ベリルは、そんなヴァイスの背中に向けて、静かに、しかし明確な声で言い放った。

 

「…ヴァイス…貴様、任務が終わったら覚悟しろよ…! 報告書に不備があったり、閣下にご無体なことを仕出かしたら、貴様を『訓練』する。この邸の警備網がどれだけ優秀か、貴様の体で教え込んでやる」

 

その言葉は、ヴァイスがルーカスを危険な目に遭わせることへの、ベリルなりの忠告であり、同時に信頼の表れでもあった。ヴァイスは、ベリルの言葉を背中で受け止め、ニヤリと笑い手を振った。

 

 

その時、ルーカスの足元に、白い毛並みの狼が駆け寄ってきた。小型化したクインだ。

クインは、ルーカスが着替える様子を不安そうに見つめていた。ルーカスが旅人のような質素な服に着替えると、クインは、ルーカスの足元にすり寄ってきた。

 

「クゥン……」

 

クインは、ルーカスの足に顔を押し付け、同行させてほしいとでも言うかのように、寂しげな声を漏らした。
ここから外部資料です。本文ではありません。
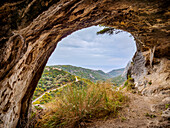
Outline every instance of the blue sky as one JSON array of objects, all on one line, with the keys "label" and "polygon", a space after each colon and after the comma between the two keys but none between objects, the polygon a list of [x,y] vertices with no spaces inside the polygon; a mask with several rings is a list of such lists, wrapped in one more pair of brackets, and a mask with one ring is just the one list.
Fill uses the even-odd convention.
[{"label": "blue sky", "polygon": [[104,72],[125,67],[136,46],[133,37],[123,32],[116,35],[96,35],[99,26],[72,33],[57,45],[47,65],[74,65]]}]

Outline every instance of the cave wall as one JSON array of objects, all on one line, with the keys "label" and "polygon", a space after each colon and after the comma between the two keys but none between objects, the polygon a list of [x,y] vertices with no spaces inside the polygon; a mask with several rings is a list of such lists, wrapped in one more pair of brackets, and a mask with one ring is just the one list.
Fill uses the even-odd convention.
[{"label": "cave wall", "polygon": [[[153,73],[150,70],[154,65],[158,67],[162,63],[168,65],[170,54],[168,2],[168,0],[1,1],[0,127],[27,127],[33,91],[49,56],[61,39],[82,28],[103,24],[131,33],[138,47],[131,70],[137,83],[140,83],[139,80],[144,75]],[[152,55],[153,61],[150,59]],[[138,68],[140,70],[136,70]],[[169,69],[166,70],[169,73]],[[169,78],[166,79],[165,84]]]}]

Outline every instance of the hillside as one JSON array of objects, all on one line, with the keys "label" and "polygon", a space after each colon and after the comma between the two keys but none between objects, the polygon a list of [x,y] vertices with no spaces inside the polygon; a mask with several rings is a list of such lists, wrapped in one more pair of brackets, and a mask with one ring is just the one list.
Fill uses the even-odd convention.
[{"label": "hillside", "polygon": [[116,77],[121,75],[124,72],[125,68],[120,68],[120,69],[114,69],[110,72],[108,72],[107,74],[112,76],[112,77]]},{"label": "hillside", "polygon": [[51,67],[62,69],[73,75],[79,76],[81,78],[90,79],[92,81],[106,80],[109,78],[113,78],[121,75],[124,71],[124,68],[121,68],[121,69],[112,70],[109,73],[105,73],[102,70],[92,70],[92,69],[86,69],[86,68],[76,67],[72,65],[55,65]]},{"label": "hillside", "polygon": [[110,76],[104,73],[102,70],[92,70],[92,69],[86,69],[86,68],[76,67],[72,65],[55,65],[51,67],[62,69],[73,75],[79,76],[81,78],[90,79],[92,81],[106,80],[110,78]]},{"label": "hillside", "polygon": [[46,66],[41,79],[38,82],[34,91],[33,100],[39,97],[44,92],[65,85],[69,82],[74,82],[75,76],[61,69]]}]

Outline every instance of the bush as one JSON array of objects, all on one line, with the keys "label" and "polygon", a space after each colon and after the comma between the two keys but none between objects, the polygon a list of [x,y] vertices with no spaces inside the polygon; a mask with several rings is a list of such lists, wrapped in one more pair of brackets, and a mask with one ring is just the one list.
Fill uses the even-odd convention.
[{"label": "bush", "polygon": [[81,127],[81,122],[92,118],[102,118],[108,115],[116,116],[118,110],[127,100],[120,91],[113,90],[108,83],[87,86],[68,86],[36,127]]},{"label": "bush", "polygon": [[124,83],[124,86],[126,87],[127,90],[135,89],[134,79],[128,76],[128,79]]}]

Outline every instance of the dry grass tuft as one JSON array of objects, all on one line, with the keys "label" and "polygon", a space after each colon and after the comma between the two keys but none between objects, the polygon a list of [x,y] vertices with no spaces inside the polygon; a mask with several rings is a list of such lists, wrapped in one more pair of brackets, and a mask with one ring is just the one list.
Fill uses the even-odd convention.
[{"label": "dry grass tuft", "polygon": [[81,127],[91,119],[116,116],[126,101],[109,83],[70,85],[46,105],[48,111],[36,127]]}]

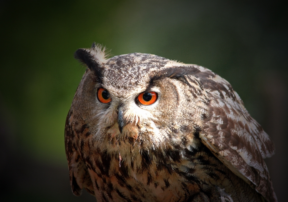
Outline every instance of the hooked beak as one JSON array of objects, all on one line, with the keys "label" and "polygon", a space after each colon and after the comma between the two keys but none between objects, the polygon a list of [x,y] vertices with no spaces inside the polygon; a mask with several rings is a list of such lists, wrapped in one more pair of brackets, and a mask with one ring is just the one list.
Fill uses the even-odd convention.
[{"label": "hooked beak", "polygon": [[120,133],[122,133],[123,128],[128,124],[125,119],[123,118],[123,111],[119,109],[118,110],[118,126],[119,127]]}]

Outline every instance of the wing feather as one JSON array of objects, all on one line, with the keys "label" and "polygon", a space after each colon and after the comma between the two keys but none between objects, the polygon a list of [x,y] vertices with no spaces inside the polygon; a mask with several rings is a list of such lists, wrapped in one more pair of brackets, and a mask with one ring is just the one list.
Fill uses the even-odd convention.
[{"label": "wing feather", "polygon": [[197,78],[207,94],[208,116],[199,136],[203,144],[236,174],[263,195],[277,201],[266,158],[274,153],[274,144],[250,116],[227,81],[202,67]]},{"label": "wing feather", "polygon": [[65,131],[65,148],[70,185],[73,193],[76,196],[81,195],[83,188],[94,195],[94,189],[88,169],[74,146],[76,136],[71,125],[73,119],[73,112],[70,109],[66,119]]}]

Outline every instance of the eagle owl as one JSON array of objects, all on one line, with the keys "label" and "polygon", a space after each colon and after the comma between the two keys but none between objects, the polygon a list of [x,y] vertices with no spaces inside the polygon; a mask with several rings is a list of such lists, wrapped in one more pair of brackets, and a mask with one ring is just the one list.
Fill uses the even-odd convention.
[{"label": "eagle owl", "polygon": [[66,120],[74,194],[104,201],[277,201],[268,135],[210,70],[94,44]]}]

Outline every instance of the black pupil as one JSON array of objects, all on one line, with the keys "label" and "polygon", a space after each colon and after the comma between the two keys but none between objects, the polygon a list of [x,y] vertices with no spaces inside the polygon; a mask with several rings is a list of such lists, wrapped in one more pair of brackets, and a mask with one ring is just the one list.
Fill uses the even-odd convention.
[{"label": "black pupil", "polygon": [[104,99],[108,100],[109,99],[110,96],[110,95],[109,94],[109,93],[108,92],[108,91],[107,91],[107,90],[104,90],[103,92],[102,92],[102,97]]},{"label": "black pupil", "polygon": [[152,99],[152,95],[150,92],[146,92],[143,94],[143,99],[146,102],[151,100]]}]

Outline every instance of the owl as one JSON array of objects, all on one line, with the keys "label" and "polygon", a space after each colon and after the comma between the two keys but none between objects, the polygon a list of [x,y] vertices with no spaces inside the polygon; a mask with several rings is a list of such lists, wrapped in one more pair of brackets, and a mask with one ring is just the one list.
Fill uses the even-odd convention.
[{"label": "owl", "polygon": [[74,194],[104,201],[277,201],[274,145],[226,80],[149,54],[93,44],[66,120]]}]

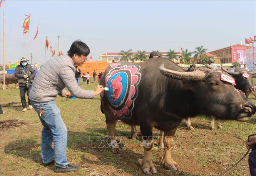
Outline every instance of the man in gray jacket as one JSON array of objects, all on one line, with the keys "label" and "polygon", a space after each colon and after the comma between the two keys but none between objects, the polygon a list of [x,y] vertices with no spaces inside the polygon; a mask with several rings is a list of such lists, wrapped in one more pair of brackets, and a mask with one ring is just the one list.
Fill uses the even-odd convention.
[{"label": "man in gray jacket", "polygon": [[[104,90],[101,86],[94,90],[80,88],[75,78],[75,64],[82,66],[90,49],[80,40],[72,44],[67,54],[59,56],[45,64],[36,74],[29,94],[32,106],[44,126],[42,130],[42,156],[45,165],[55,161],[55,171],[64,173],[80,169],[69,163],[66,150],[67,130],[60,110],[54,100],[59,95],[66,98],[92,99]],[[69,92],[64,88],[67,87]],[[54,150],[52,148],[53,141]]]}]

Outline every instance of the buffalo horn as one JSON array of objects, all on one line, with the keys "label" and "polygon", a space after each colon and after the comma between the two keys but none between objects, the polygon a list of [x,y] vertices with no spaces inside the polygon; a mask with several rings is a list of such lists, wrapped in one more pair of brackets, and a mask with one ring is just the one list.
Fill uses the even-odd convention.
[{"label": "buffalo horn", "polygon": [[192,72],[180,72],[174,70],[169,70],[165,68],[164,64],[162,64],[159,69],[162,74],[167,77],[180,80],[201,81],[206,76],[206,74],[202,71]]}]

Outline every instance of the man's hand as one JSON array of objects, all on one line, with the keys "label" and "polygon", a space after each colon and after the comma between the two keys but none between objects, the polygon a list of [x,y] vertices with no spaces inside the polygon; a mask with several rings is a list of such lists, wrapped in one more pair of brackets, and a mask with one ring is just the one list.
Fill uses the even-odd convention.
[{"label": "man's hand", "polygon": [[72,95],[71,95],[71,94],[69,92],[67,92],[64,94],[64,97],[65,98],[67,98],[70,96],[72,96]]},{"label": "man's hand", "polygon": [[249,138],[249,141],[248,141],[248,140],[245,141],[245,145],[246,145],[247,149],[251,148],[252,146],[251,145],[253,144],[256,144],[256,137],[251,136]]},{"label": "man's hand", "polygon": [[94,94],[95,95],[99,95],[102,90],[104,90],[104,87],[102,86],[99,85],[94,90]]}]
ルーカスは、そんなクインの頭を優しく撫で、しゃがみ込んでその小さな瞳をまっすぐに見つめた。

 

「悪いな、クイン。今夜は、お前を連れていくわけにはいかない。これは、俺の、たった一人の夜だ。お前がいたら、ただの『散歩』になってしまう。だから、留守番をしてくれ」

 

ルーカスの言葉に、クインは不満げに鼻を鳴らした。しかし、ルーカスの真剣な眼差しを前に、クインは、それ以上何も言わなかった。ルーカスは、クインの頭をもう一度撫でると、立ち上がり、ヴァイスと共に執務室を出ていった。

 

扉が閉まると、クインは、寂しそうにその場に立ち尽くしていた。その瞳には、まるで「置いていかれた子」のような悲しみが浮かんでいる。彼女は小さく「クゥン……」と鳴き、床に丸まって、鼻先を自分の前足に埋めた。世界でたった一人、無償の愛をくれた「母」のように、ルーカスもまた、クインにとってかけがえのない存在だ。そんな彼が遠くへ行ってしまう。クインは、その小さな体で、初めて感じる「孤独」と「別れ」を静かに受け止め、二人の帰りを待つしかなかった。